Mar 22, 2017
In this episode with BENOÎT MONGEAU, we talk about the components of combustion and what to consider when testing it on a fuel-burning appliance.
Combustion requires fuel, oxygen, and a heat source in a correct balance. We call that series of requirements the "combustion triangle." Once combustion occurs, it is self-sustaining. However, removing one element of the triangle will end combustion. (For example, you could suffocate a flame by removing the oxygen content.) Undesirable consequences of incomplete combustion include the production of carbon monoxide, a potentially fatal gas. Flash point is the temperature at which vapors can ignite.
Excess air is the air that you're inputting into flue gas that doesn't get used for burning. It contains nitrogen and oxygen and doesn't contribute to the burning. However, it does expand the volume of the flue gas and absorbs heat. Excess air indicates a loss of efficiency and colder gas. (Note: Perfect efficiency is theoretically possible but impractical.) High-efficiency furnaces have longer run times, which may confuse customers; customers may think that the longer run times mean that there is something wrong with their heating system.

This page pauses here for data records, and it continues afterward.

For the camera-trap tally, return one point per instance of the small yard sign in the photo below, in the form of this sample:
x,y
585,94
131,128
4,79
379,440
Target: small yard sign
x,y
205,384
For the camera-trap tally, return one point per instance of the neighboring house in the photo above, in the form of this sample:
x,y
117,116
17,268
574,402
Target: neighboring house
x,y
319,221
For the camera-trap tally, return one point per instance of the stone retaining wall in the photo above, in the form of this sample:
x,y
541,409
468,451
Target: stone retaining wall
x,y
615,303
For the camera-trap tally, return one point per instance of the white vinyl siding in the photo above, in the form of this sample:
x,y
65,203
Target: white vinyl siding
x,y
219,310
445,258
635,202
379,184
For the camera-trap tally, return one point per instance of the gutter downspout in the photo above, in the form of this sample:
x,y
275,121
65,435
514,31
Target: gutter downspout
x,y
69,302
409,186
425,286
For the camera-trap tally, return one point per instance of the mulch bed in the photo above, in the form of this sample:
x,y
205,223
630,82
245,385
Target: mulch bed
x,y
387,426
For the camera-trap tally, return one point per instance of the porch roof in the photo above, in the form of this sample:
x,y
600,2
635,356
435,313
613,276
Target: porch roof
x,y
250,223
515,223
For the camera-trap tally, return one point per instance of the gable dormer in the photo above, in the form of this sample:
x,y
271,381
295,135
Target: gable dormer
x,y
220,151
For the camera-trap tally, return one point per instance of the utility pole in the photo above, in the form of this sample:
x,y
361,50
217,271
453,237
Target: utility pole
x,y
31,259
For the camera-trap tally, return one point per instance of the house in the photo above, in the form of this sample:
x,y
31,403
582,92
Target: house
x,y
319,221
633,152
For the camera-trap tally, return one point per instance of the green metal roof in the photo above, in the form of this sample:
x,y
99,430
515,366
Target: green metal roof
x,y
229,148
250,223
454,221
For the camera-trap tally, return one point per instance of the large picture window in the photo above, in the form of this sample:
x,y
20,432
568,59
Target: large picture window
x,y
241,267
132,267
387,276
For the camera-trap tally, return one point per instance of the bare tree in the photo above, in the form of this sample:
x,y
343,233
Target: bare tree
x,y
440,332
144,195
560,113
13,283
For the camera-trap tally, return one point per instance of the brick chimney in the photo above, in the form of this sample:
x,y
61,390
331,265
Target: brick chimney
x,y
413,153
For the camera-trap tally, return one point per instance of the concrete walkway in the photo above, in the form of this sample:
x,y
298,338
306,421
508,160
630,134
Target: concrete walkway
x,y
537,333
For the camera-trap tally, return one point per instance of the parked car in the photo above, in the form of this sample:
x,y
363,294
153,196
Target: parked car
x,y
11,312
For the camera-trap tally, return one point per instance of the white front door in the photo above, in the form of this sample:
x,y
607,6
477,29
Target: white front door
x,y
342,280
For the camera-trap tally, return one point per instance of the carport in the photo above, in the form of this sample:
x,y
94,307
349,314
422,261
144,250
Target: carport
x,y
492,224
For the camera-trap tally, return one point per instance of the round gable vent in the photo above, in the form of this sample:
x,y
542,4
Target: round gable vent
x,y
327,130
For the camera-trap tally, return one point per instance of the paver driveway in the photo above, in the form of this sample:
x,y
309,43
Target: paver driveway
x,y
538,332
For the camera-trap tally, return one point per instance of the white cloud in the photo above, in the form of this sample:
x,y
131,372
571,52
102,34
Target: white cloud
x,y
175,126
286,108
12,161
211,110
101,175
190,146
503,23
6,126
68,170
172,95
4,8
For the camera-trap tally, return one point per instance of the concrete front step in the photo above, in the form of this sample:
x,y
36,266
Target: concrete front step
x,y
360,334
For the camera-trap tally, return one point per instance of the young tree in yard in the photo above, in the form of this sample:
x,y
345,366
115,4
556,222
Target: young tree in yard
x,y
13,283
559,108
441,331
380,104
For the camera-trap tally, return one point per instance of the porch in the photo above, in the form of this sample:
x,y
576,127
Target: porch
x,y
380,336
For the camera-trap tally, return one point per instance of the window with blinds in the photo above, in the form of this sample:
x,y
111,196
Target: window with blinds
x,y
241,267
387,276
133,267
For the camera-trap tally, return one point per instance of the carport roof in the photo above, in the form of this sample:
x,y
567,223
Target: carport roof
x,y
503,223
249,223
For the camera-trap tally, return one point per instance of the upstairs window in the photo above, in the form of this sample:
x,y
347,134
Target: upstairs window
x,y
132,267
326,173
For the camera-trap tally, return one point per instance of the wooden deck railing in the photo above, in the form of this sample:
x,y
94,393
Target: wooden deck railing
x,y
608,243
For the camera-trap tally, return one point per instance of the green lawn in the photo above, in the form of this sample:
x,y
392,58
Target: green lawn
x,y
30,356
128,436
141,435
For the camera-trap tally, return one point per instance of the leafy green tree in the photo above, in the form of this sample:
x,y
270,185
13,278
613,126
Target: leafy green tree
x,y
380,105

Natural gas is mostly methane, so it is easy to burn with the right amount of oxygen. Propane (liquid petroleum) is a larger molecule with three carbons. Propane requires more time and more mixing for proper burning. The larger the molecule, the more time you have to spend waiting for combustion, and it's harder to burn the molecule completely and properly.
Benoit uses Testo combustion analyzers and TPI digital manometers when working with furnaces. He uses heat-rise calculations whenever he wants to calculate CFM on a furnace. CFM tables are in the manufacturer's manual.